Friday, September 28, 2018
The Dutch Government has launched a consultation exercise on plans to review the country's tax treaty policy and to draw up a list of low-tax jurisdictions for the purposes of enforcing incoming controlled foreign company (CFC) rules.
In a news release issued on September 25, the Ministry of Finance said that the measures are part of the Government's policy to prevent companies avoiding tax by using the Netherlands as a conduit for inter-company payments to low-tax jurisdictions.
In line with the requirements of the European Union Anti-Tax Avoidance Directive, the Netherlands plans to introduce a CFC rule effective from January 1, 2019. This will target CFCs regarded as "low-taxed," meaning they are resident in a jurisdiction with a statutory tax rate of less than seven percent.
According the release, in 2019 the Netherlands plans to place the following states on the list of low-tax countries to which new CFC rules will apply: Anguilla, Bahamas, Bahrain, Bermuda, British Virgin Islands, Guernsey, the Isle of Man, Jersey, the Cayman Islands, Kuwait, Palau, Qatar, Saudi Arabia, the Turks and Caicos Islands, Vanuatu, and the United Arab Emirates. This list will be updated annually, the ministry said. The CFC rules will also apply to jurisdictions listed on the EU's tax blacklist.

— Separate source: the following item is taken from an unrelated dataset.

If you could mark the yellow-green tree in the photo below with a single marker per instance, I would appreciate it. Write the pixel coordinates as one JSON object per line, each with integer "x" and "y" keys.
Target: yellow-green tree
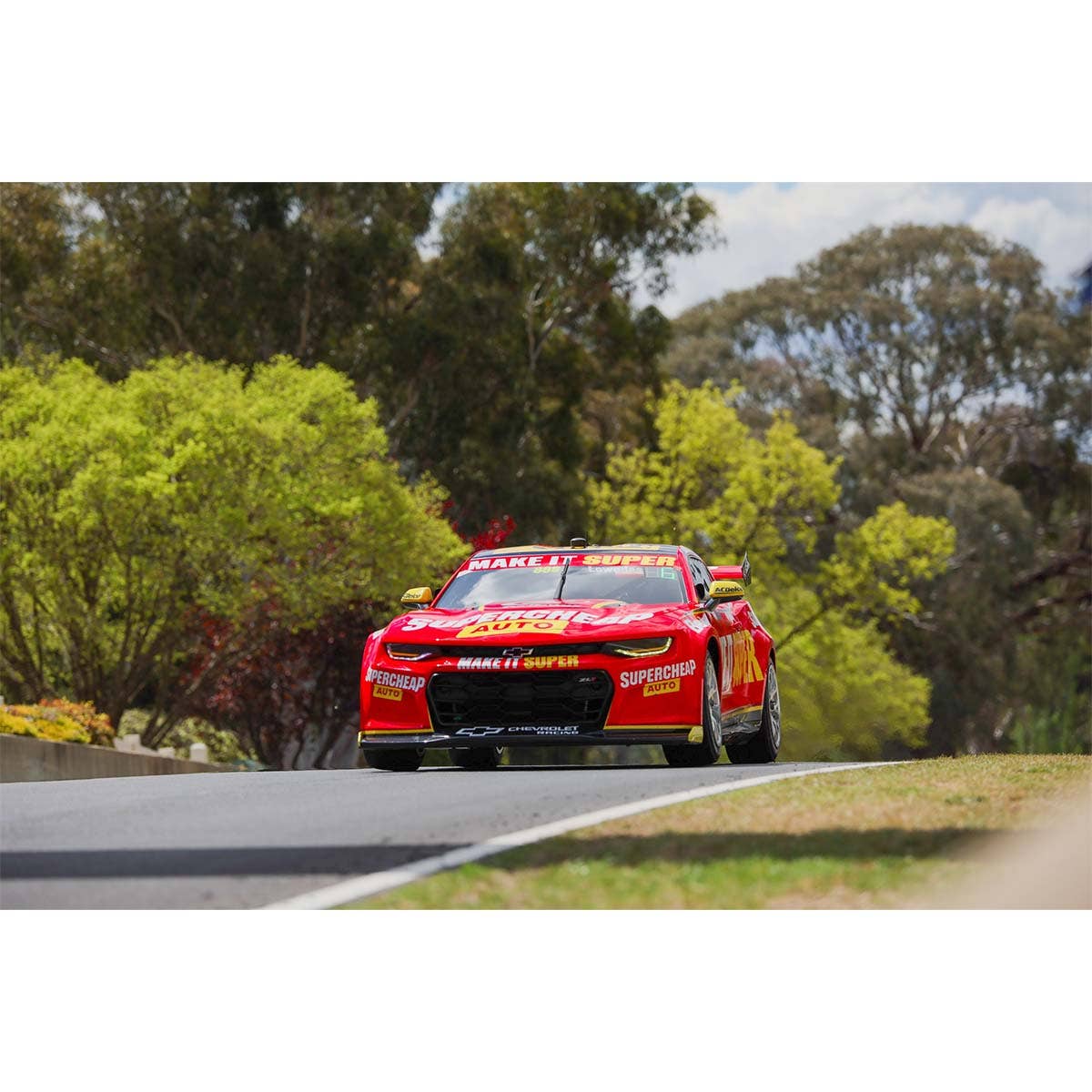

Dividend, interest, and royalty payments to listed jurisdictions will be subject to tax at the headline corporate tax rate in force in the Netherlands (currently 25 percent, but due to be reduced to 22.25 percent from 2021).
In addition, the Government intends to review its tax treaty policy with a view to ensuring that treaties include the latest anti-tax avoidance standards, especially in the case of treaties with countries on the list of low-tax jurisdictions, and developed countries. Changes to 50 of the Netherlands' tax treaties will be effected through the BEPS Multilateral Instrument.
Once in place, the new policy will be used in all new tax treaty negotiations, the release said.
The consultation on the list of low-tax jurisdictions and the tax treaty review began on September 25 and is due to conclude on October 22, 2018.